Unfortunately, the ruling National Democratic Alliance (NDA) has done something worse; it has enhanced the age of retirement from 58 to 60. The recommendation of the last Pay Commission was the opposite. It is time we went back to 58 because the government will be able to offer more vacancies. True, its establishment is colossal. Around 38 lakh employees are on its pay list and they cost the exchequer Rs 31,500 crore in 1999-2000. This amount does not include expenditure on the armed forces and paramilitary contingents. But in the face of lessening opportunities elsewhere, the burden is justified.

Sinha announced in the budget speech that the government would constitute a pool of surplus staff and offer it a voluntary retirement package. Such schemes may decrease the government’s burden, but they will add to the woes of people who depend on the government, the largest employer. New Delhi cannot run away from its responsibility of expanding employment opportunities. The government cannot throw out employees in the name of voluntary retirement. Already there are examples where the banks have been denuded of senior staff in the name of voluntary retirement. Some employees have been literally pushed out, disrupting the normal business of banks.

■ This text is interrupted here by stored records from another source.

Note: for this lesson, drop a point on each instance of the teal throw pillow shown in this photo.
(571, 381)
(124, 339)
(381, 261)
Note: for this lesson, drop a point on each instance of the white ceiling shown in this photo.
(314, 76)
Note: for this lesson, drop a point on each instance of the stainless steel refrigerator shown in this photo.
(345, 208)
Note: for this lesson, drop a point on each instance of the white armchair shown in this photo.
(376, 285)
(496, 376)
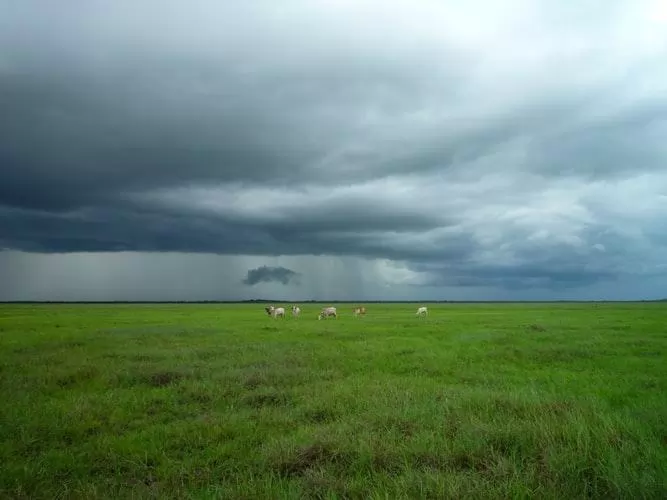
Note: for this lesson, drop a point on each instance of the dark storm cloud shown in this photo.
(266, 274)
(524, 148)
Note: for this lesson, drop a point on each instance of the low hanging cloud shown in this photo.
(266, 274)
(521, 149)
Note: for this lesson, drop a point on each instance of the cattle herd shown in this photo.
(327, 312)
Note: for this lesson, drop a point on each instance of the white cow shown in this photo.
(359, 311)
(326, 312)
(275, 311)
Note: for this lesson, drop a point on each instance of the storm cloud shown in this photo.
(266, 274)
(443, 150)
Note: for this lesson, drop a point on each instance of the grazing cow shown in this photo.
(275, 311)
(359, 311)
(326, 312)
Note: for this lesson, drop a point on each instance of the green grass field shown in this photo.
(476, 401)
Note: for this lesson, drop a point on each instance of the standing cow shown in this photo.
(327, 312)
(359, 311)
(275, 311)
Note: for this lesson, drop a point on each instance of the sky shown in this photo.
(333, 150)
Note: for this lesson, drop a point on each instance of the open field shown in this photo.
(220, 401)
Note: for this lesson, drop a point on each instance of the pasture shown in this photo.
(547, 401)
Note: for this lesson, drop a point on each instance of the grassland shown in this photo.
(219, 401)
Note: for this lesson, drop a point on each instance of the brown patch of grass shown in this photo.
(310, 457)
(266, 399)
(162, 379)
(79, 376)
(320, 415)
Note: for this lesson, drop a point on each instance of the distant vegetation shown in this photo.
(550, 401)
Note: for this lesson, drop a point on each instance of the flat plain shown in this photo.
(549, 401)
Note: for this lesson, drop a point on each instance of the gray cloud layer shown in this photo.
(519, 149)
(266, 274)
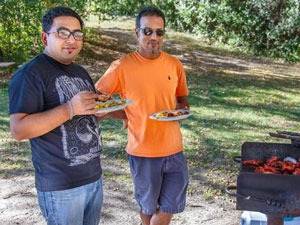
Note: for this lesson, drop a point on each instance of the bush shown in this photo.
(264, 27)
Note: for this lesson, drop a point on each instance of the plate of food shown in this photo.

Coming back to Parliament, I am glad that the deadlock between the NDA and the Congress has nearly ended. When I took up the matter with the Prime Minister at the beginning of the session to agree to the appointment of a Joint Parliamentary Committee on the understanding that it would allow a debate on the Tehelka expose, he did not want to give any undertaking. He said that his mind was open. I conveyed the gist of the talk to the Congress. It was not then prepared to accept what it has accepted now: "an open mind" of the government.

The Congress, which is prepared to accept even a CBI inquiry, should realize that the Prime Minister feels personally hurt over the words Congress has used against him. "Nobody has ever called me in my 40 years of parliamentary life at my face, chor (thief). Let them make amends for the abuses they have hurled on me," he told me. If the Congress wants the JPC, it must apologise in some way for calling the PM bad names.